Aussagen über die längerfristige Effizienz einer bereits präoperativ begonnenen Analgesie lassen sich jedoch aufgrund der vorliegenden Daten – auch jenseits des Reviews – aufgrund der limitierten Studiendauer nicht treffen. So zeigt z.B. eine präoperativ begonnene, kontinuierliche epidurale Analgesie mit einem Lokalanästhetikum bei Thorakotomie nach 3 und 6 Monaten deutliche Vorteile im Hinblick auf ein Post-Thorakotomie-Syndrom und der Anzahl beschwerdefreier Patienten gegenüber der erst postoperativ begonnenen Analgesie [33]. Gerade im Hinblick auf eine mögliche Chronifizierung postoperativer Schmerzen sind weitere Studien nötig, um den Einfluss bereits präoperativ begonnener Maßnahmen erfassen zu können. Sofern kein erhöhtes Risiko für eine bereits präoperativ beginnende Analgesie besteht, sollte diese durchgeführt werden. Denn im Umkehrschluss hat keine der aufgeführten Arbeiten gezeigt, dass die präoperative Therapie zu schlechteren Post-OP-Ergebnissen führt als die post-OP begonnene Analgesie.

5. Lokale Infiltrationsanästhesie (LIA)

Zurzeit gilt als optimale Form der postoperativen Schmerztherapie nach wie vor die Epiduralanästhesie oder die kontinuierliche Peripher-Regionalanästhesie über mehrere Tage. Verschiedene Studien und auch die klinische Erfahrung zeigen jedoch, dass diese Verfahren technisch anspruchsvoll sind und z.T. erhebliche Risiken bergen. In diesem Umfeld hat sich die lokale Infiltrationsanästhesie (LIA) insbesondere im Bereich des Kniegelenks einen Namen gemacht. Sie ist sicher, preisgünstig und erfordert einen deutlich geringeren technischen Aufwand und Fertigkeiten als die oben genannten Verfahren.
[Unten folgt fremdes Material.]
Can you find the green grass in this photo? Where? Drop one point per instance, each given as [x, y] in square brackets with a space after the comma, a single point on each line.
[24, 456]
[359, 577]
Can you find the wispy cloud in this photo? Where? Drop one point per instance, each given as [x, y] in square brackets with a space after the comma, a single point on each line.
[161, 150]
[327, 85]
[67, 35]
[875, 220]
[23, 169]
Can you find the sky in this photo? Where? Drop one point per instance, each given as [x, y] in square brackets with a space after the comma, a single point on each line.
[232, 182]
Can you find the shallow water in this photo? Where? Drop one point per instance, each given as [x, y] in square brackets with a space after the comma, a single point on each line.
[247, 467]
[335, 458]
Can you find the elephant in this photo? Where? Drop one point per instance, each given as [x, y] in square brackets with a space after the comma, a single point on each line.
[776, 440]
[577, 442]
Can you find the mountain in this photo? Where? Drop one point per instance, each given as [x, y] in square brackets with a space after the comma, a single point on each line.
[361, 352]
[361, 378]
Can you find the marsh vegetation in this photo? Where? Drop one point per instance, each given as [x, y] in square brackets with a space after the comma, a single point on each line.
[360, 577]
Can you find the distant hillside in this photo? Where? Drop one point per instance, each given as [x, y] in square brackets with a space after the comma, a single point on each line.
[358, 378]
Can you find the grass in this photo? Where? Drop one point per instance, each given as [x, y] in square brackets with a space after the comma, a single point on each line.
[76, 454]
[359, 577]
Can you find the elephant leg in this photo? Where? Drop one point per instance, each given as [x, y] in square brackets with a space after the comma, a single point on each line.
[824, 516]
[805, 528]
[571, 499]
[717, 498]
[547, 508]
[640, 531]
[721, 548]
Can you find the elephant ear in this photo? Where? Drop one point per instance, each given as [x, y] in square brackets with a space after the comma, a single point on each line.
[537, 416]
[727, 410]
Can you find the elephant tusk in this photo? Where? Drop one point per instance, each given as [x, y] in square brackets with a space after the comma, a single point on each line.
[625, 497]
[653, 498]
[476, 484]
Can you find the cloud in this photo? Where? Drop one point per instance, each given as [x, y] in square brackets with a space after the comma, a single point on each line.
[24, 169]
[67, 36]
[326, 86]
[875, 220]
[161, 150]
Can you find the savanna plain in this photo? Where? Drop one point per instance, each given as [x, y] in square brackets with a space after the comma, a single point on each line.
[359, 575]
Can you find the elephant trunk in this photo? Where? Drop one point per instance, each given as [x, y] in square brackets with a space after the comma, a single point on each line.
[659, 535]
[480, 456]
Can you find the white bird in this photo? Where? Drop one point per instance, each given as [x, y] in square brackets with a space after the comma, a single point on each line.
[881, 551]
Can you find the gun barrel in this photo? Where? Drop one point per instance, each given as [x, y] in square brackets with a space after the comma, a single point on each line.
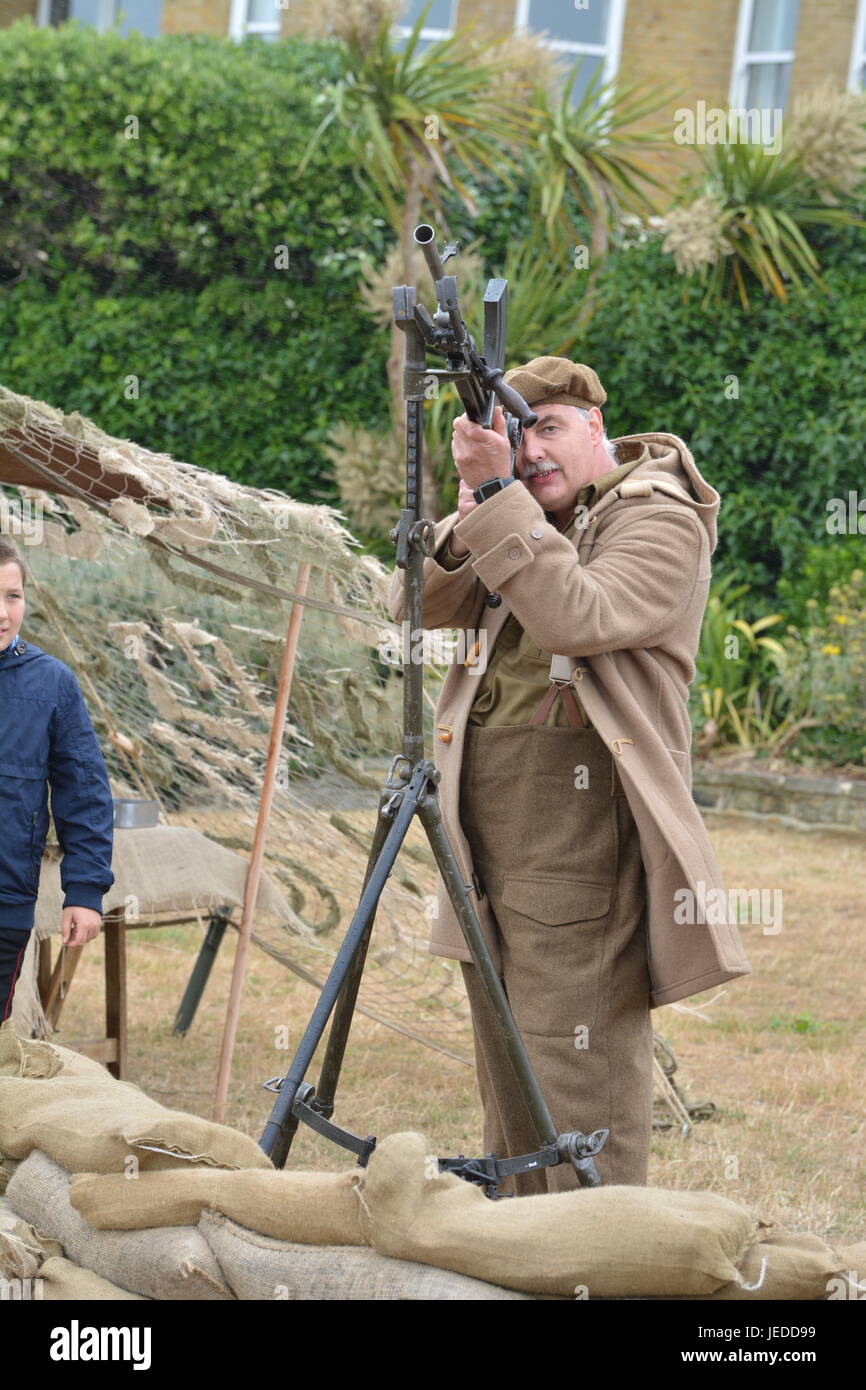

Die ersten klinischen Studien hierzu zeigen sehr vielversprechende Ergebnisse [37, 52, 11]. Die lokale Infiltrationsanästhesie erfolgt durch den Operateur selbst. Er infiltriert verschiedene sukzessive Bereiche (dorsale Kapsel, Seitenbänder, Ligamentum patellä und das Subkutangewebe) in 3 verschiedenen Portionen. Ein Katheter wird intraartikulär positioniert, der am Abend und am nächsten Tag mit einer weiteren Gabe des o.g. Schmerzcocktails bestückt wird. Nach der morgendlichen Gabe wird der Katheter entfernt. Ein Kompressionsverband mit großflächiger Kühlung mit Kühlelementen für 4–6 Stunden verlängert die Analgesiedauer.